Characterization by RNAseq of malignant pleural mesothelioma cell lines and their response to palbociclib

Malignant pleural mesothelioma (MPM) is an aggressive cancer with limited therapeutic options. In this study, we evaluated the impact of CDK4/6 inhibition by palbociclib in established MPM cell lines using a variety of approaches including RNA sequencing. Palbociclib used alone sufficed to strongly and durably inhibit the proliferation of 4 of 6 cell lines. In a parallel study, the efficacy of palbociclib was confirmed in a large panel of patient-derived cell lines indicating a unique sensitivity of MPM to CDK4/6 inhibition. Importantly, insensitivity to palbociclib was mostly explained by the lack of active T172-phosphorylated CDK4, which was associated with the high p16 levels that accompany RB1 defects or inactivation, and also (unexpectely) CCNE1 overexpression in the presence of WT RB1. Prolonged treatment with palbociclib irreversibly inhibited proliferation despite re-induction of cell cycle genes upon drug washout. A senescence-associated secretory phenotype (SASP) including various potentially immunogenic components was also irreversibly induced.
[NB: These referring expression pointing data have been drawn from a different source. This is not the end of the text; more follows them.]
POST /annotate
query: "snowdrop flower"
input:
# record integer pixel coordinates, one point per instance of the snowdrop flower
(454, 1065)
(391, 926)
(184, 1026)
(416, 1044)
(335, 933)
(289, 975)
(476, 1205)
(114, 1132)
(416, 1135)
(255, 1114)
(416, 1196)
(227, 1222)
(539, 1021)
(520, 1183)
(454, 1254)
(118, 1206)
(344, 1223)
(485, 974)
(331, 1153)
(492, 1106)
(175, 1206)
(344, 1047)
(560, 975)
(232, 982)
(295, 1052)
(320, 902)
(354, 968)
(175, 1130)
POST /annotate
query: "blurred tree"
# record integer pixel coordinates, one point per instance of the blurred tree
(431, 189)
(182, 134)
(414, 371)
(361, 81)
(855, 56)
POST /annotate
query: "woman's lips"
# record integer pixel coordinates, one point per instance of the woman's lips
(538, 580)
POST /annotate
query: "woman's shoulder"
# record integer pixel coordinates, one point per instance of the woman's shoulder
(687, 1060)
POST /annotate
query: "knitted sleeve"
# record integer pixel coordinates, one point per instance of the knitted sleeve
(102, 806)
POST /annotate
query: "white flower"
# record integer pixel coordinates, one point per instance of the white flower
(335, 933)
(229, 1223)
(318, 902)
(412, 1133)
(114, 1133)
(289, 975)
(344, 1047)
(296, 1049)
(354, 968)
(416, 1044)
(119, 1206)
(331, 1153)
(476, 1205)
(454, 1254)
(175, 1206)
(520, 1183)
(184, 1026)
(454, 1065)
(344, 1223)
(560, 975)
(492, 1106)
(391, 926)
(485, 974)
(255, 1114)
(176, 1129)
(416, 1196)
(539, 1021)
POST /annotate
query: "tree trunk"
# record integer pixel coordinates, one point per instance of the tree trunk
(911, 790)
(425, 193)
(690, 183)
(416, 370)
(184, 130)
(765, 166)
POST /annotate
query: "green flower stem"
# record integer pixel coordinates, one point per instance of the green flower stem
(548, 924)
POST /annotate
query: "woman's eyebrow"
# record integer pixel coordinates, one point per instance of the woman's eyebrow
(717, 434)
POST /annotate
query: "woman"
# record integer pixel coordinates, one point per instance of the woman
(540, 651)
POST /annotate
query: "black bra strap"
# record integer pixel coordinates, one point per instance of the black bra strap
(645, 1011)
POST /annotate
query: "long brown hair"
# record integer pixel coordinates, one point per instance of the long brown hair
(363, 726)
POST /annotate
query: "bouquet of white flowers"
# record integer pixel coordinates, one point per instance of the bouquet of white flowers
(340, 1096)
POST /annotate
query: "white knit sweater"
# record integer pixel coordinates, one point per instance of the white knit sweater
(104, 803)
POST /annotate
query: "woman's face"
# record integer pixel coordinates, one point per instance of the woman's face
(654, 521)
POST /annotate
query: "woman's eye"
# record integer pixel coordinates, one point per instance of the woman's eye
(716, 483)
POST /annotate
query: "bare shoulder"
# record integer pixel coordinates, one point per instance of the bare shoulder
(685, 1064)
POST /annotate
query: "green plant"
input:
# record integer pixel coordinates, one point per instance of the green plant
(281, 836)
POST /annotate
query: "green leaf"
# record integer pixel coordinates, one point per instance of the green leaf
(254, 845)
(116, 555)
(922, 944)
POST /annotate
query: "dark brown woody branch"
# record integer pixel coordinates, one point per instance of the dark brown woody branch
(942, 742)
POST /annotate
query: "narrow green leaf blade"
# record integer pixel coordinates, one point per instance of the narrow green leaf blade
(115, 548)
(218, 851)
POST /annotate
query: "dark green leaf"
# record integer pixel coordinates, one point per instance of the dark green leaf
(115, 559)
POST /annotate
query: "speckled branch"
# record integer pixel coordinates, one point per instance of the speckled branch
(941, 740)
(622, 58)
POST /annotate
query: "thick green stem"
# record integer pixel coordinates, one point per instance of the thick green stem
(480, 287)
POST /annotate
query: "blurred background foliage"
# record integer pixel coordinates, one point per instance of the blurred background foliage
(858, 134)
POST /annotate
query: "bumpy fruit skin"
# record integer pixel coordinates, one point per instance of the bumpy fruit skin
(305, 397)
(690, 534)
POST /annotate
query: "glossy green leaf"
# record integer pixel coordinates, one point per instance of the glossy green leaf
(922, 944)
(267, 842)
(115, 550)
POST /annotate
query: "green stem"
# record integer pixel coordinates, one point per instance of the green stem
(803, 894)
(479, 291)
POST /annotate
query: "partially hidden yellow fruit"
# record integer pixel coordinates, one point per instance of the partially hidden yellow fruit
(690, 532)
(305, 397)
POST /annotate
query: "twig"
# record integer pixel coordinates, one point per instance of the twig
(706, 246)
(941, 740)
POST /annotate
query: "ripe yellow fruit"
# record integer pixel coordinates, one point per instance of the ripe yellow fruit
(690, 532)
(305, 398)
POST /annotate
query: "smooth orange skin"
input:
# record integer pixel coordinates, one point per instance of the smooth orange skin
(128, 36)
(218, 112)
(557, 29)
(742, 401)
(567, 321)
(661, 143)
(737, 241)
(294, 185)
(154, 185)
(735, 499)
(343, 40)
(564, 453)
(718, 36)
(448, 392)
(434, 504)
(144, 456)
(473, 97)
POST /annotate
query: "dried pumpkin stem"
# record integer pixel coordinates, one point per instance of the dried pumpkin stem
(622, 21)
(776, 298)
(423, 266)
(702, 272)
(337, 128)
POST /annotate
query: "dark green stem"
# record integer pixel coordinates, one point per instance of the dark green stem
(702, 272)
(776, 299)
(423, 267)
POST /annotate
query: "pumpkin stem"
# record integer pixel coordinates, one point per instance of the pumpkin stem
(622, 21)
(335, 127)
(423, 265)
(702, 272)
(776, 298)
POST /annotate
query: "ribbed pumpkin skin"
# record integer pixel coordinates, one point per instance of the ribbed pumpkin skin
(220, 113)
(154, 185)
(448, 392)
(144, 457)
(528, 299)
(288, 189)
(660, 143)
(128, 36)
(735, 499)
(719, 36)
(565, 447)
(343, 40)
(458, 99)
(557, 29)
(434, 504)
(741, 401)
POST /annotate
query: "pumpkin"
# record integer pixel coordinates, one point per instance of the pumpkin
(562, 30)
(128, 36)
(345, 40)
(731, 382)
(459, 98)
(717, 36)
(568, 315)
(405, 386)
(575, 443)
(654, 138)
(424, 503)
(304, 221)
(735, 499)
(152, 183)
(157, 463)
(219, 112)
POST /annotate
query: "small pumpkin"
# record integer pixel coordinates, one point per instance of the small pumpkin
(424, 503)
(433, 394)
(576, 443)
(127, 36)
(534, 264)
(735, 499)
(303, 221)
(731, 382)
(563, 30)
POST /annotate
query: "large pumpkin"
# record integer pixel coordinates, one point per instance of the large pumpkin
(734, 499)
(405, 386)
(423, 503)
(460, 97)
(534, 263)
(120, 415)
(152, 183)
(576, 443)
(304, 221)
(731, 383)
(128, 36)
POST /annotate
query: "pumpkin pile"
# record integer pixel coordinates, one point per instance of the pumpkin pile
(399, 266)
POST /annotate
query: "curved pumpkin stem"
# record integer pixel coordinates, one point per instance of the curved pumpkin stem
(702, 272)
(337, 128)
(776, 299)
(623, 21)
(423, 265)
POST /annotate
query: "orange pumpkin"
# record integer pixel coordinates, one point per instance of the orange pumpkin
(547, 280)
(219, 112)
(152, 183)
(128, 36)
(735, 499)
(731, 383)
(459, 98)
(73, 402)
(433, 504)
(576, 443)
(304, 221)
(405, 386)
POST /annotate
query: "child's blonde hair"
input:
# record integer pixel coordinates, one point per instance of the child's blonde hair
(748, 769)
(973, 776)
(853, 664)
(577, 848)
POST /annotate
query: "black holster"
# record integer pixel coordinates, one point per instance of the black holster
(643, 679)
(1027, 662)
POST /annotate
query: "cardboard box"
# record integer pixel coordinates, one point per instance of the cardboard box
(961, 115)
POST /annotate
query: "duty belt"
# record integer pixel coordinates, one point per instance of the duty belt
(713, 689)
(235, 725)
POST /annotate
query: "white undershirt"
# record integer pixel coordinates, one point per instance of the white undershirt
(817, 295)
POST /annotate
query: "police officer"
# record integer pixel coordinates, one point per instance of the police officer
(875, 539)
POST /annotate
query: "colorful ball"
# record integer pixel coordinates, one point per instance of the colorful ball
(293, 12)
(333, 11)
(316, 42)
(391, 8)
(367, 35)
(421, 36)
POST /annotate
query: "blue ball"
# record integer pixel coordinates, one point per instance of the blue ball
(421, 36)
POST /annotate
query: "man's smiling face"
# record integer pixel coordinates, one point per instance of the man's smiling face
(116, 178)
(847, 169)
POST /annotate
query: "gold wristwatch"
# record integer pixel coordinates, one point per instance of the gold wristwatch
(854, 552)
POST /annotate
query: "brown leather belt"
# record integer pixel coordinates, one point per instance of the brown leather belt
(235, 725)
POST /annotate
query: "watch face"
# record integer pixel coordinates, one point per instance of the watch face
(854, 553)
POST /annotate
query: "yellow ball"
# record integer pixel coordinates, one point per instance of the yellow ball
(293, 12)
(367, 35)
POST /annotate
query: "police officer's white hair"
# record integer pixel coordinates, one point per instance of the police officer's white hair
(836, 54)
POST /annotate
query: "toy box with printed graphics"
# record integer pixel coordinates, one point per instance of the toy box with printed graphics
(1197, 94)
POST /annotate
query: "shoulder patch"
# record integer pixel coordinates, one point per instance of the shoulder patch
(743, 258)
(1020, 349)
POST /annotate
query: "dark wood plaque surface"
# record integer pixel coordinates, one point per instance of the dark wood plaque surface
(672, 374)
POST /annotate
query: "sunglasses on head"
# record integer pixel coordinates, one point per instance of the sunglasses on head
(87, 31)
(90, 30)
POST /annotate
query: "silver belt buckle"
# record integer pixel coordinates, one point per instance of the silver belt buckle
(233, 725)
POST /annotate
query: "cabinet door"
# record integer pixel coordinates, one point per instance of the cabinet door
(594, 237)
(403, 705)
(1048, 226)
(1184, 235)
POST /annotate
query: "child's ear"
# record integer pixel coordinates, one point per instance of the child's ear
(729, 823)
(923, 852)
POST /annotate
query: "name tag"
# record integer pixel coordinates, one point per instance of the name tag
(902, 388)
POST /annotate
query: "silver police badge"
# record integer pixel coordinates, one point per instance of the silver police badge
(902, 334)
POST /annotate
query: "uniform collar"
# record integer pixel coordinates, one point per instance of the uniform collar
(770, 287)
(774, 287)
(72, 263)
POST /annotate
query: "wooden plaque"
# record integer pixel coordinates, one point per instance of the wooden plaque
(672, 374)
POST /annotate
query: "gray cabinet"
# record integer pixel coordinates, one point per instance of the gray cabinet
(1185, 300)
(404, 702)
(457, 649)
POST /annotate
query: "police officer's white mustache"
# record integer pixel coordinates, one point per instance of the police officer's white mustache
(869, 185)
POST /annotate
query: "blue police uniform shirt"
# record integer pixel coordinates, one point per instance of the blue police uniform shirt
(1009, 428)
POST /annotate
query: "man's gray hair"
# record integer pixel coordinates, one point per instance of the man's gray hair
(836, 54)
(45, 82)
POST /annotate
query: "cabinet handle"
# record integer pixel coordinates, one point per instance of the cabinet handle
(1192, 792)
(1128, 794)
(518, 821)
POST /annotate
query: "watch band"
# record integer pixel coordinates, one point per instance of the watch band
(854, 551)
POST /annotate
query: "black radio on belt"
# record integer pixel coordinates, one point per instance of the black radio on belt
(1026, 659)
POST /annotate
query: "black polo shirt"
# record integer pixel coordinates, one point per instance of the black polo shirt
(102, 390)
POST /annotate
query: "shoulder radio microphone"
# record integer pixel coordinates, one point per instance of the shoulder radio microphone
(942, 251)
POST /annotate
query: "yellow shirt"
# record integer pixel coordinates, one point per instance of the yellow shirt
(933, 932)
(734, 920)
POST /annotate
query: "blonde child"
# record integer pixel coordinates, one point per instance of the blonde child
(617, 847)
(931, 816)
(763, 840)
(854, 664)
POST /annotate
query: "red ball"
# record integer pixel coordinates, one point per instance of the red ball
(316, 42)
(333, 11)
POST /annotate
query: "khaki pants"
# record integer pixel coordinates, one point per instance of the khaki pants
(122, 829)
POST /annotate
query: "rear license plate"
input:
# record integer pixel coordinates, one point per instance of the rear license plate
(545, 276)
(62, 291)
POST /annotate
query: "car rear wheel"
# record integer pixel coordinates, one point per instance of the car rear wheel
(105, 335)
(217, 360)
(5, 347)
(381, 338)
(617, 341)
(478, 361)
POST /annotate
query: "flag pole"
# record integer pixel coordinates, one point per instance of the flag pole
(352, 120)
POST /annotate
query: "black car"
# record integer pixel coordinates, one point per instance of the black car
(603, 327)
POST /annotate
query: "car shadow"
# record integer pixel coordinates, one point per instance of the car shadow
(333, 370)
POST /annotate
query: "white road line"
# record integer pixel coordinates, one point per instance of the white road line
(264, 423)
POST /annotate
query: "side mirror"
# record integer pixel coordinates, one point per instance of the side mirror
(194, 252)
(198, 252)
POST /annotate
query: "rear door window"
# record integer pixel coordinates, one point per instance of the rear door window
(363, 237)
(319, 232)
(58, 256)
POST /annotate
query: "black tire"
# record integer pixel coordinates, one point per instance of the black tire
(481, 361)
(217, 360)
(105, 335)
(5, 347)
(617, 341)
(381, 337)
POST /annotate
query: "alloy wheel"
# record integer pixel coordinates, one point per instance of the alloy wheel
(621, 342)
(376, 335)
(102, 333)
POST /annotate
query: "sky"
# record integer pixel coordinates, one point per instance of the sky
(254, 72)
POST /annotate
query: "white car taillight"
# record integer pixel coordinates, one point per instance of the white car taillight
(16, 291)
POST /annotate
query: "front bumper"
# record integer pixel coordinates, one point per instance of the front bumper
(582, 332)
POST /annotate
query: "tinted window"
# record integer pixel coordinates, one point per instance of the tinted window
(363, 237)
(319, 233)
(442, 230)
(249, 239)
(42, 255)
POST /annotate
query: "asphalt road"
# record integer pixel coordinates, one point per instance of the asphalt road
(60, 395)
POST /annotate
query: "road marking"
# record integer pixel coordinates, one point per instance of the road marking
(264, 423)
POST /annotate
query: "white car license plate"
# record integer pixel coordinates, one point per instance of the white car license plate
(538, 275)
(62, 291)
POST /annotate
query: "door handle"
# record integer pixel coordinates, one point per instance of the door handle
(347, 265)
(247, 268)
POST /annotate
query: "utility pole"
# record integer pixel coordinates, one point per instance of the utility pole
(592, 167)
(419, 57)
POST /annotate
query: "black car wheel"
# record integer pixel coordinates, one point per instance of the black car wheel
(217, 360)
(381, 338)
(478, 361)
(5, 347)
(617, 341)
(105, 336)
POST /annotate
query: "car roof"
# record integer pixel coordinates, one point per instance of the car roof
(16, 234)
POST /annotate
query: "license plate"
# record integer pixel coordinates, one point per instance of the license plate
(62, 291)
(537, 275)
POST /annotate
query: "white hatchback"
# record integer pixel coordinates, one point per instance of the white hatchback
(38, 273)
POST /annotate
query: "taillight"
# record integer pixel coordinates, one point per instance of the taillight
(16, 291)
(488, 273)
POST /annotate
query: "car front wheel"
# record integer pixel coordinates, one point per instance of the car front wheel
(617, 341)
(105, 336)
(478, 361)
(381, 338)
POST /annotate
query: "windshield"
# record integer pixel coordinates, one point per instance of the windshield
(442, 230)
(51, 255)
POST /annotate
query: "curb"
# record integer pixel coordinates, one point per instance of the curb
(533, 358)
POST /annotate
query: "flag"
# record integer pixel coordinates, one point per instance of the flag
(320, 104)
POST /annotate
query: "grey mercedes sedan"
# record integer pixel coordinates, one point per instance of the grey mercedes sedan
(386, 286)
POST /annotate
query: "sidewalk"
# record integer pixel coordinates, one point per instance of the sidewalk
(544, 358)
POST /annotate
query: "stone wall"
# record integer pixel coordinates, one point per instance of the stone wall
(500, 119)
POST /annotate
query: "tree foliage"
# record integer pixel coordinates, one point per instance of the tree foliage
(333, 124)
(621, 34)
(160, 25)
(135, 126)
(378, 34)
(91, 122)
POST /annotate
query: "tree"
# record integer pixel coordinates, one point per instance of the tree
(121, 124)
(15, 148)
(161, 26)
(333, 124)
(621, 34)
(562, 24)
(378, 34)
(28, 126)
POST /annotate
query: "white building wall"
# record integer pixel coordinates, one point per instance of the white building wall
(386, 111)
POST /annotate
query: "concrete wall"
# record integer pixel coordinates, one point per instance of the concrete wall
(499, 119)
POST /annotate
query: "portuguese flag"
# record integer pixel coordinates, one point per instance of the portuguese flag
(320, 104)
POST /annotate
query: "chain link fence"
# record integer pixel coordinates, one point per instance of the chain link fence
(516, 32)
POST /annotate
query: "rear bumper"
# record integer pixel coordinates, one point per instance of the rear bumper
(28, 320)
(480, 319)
Our study strongly supports the clinical evaluation of CDK4/6 inhibitory drugs for MPM treatment including in several combinatorial therapies. 6 cell lines were treated for 9-10 days with 0,1 % DMSO or 1 µM palbociclib. Experiment was performed in duplicate or triplicate except for Met5A which was analyzed only once. For the four sensitive cell lines, the reversibility of the cell cycle arrest imposed by palbociclib was also investigated after a drug washout of 48 hours. This experiment was performed once. Met5A cells were also used in untreated conditions for characterization.